Review: "Sex and the City 2" Gives Us Fashion, Gays, and Liza (But Not Much Story)

Here's the thing: the fashion and the posh New York lifestyle was never what drew me to Sex and the City, the TV series. It was the great characters, the humor, and the clever (and underrated) storylines.
The new movie, Sex and the City 2, has the characters we all know and love, and (some of) the humor, but almost nothing in the way of story.
Instead, it's got lots and lots of clothes. And a trip to Abu Dhabi. And Liza Minnelli doing a very campy version of "Single Ladies (Put a Ring on It)."
In fact, it's got just about every gimmick under the (desert) sun. What it doesn't have much of is anything in the way of a plot we care about.
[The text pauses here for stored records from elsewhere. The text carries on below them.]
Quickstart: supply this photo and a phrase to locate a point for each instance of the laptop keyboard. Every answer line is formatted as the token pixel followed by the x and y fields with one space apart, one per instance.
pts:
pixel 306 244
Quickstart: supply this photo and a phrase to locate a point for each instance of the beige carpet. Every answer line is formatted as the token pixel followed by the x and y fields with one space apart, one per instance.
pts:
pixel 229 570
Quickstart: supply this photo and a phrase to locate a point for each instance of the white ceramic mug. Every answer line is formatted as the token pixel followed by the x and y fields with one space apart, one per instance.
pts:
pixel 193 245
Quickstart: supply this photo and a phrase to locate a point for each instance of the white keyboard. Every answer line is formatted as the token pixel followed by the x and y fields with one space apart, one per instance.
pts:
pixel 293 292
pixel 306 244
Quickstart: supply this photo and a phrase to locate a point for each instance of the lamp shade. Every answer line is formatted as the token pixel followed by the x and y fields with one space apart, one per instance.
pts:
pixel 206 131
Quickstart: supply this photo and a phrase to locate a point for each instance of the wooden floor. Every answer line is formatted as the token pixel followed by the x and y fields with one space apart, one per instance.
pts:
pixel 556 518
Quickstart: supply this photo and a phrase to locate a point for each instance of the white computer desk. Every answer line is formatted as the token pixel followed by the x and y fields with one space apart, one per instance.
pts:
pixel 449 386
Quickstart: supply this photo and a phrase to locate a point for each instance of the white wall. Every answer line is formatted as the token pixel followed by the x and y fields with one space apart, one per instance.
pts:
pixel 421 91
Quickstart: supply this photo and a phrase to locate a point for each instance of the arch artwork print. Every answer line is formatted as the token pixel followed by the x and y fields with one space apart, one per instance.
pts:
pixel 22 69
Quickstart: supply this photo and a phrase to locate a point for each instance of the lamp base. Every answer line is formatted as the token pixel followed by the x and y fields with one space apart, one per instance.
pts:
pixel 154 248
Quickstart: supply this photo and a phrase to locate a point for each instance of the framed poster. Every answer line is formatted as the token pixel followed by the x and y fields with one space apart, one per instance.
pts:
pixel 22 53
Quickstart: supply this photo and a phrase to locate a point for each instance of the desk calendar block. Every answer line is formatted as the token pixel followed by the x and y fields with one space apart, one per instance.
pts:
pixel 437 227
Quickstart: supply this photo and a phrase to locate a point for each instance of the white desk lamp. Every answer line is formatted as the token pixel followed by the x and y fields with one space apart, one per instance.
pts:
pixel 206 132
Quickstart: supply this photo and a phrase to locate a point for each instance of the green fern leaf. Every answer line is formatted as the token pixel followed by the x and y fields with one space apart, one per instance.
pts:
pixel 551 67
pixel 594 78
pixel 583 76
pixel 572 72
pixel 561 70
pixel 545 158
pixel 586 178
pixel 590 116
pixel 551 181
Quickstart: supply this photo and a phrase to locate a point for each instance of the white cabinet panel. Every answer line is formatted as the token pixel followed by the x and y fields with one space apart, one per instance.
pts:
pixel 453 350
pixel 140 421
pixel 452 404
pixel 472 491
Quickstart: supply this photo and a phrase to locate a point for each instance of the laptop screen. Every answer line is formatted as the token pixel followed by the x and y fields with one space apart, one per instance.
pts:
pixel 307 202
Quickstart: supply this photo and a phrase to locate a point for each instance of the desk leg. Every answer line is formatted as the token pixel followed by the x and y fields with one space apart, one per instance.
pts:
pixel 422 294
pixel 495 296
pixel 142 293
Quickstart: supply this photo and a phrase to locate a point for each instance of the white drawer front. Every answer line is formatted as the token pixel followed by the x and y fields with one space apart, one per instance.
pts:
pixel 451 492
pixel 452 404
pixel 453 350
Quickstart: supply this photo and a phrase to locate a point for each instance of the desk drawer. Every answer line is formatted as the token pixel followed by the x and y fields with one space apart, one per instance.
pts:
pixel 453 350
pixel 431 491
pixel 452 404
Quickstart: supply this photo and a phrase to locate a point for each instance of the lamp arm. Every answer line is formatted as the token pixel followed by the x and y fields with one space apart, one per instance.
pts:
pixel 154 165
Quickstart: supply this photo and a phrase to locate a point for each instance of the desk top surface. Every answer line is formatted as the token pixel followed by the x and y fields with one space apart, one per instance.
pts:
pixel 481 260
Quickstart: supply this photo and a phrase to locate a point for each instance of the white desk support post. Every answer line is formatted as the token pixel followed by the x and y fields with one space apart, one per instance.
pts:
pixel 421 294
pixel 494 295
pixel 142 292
Ironically, despite all the spectacle and a two hour and twenty minute running time, the movie feels very, very slight. A half hour after seeing it, you probably won't remember much about it (unless you enjoy the Sex and the City franchise for the fashion, in which case you'll be talking for days).
What little story there is: Carrie is feeling dissatisfied in her marriage, Charlotte is dissatisfied with being a mother (and jealous of the hot new nanny), Miranda is dissatisfied at work, and Samantha is going through menopause.
Seriously, that's pretty much it. There's the start of a very interesting theme about Carrie and Big making up their own "rules" for marriage (like Stanford and Anthony, and all gay couples, do), but it doesn't go anywhere.
And a late-in-the-game two-scene appearance by Aidan (John Corbett), seems clearly manufactured to add dramatic tension.
In fact, everything about this movie feels pretty manufactured.
Still, there are a couple of delightful scenes (although — it must be said — even they seem manufactured to be "delightful").
One scene involves the four women single-handedly bringing feminism to the Middle East with a rousing karaoke rendition of "I Am Woman." Another — easily the best scene in the movie — involves Miranda getting Charlotte drunk and forcing her to finally admit that motherhood isn't quite the picture-perfect image she makes it out to be.

It's nice that the movie opens with a big, blowzy gay wedding between Stanford and Anthony — their wedding is a crazy-stereotype, but you can't help but think that this scene will definitely help normalize same-sex marriage for the hoards of women and teen girls who will be flocking to multiplexes this weekend.
Sadly, Liza's musical number at Anthony and Stanford's wedding doesn't really work — although it does have sort of a fascinating "train wreck" quality to to it. First, "Single Ladies (Put a Ring on It)" is now officially the most over-used song of 2009-2010. Second, it's just not what Liza does well. I actually wish she'd done a touching ballad — something that might have grounded the over-the-top gay wedding and made it all seem like less of a joke.
As for the movie's humor, much of it is laugh-out-loud funny, especially a very brief glimpse at all four women when Carrie first met them back in the 1980s. Yes, they can all still pull it off.
There are also some genuinely funny one-liners, as when Miranda spots Minnelli at the wedding and says, "It's a law of physics: any time there's this much gay energy in a room, Liza manifests."
And when Carrie is trapped in a hotel room between Charlotte's crying babies and Samantha crying out during sex, Big says, "I don't know which his worse," and Carrie responds drolly, "Samantha. At least the baby will tire eventually."
As always, it's great to see Carrie and company again, and for that reason, this movie is "review-proof."
But I can't help but think the filmmakers missed a real opportunity here. If SATC2 works at all, it's almost entirely as a result of the goodwill generated by the series (and the first movie, which, for all its faults, was far better than this).
I can't imagine this movie bringing the series a single new fan.
I've read that the point was just to do a campy glitz-fest as sort of an antidote to our dour economic times. That sounds good on paper, but (in my opinion) this is a radical revision of the series, which I always thought was far, far more than just eye-candy.
In any event, a franchise is like a shark: it has to move forward or it dies. I can't imagine what they were thinking, doing a whole movie that would have been insubstantial even for a 30-minute episode of the series.
At its best, Sex and the City, the series, had real heart. Sex and the City 2 just has lots of shoes.
Note: Weeks ago, I predicted a "surprise" cameo by Barbra Streisand, along with Liza. Alas, it is not to be.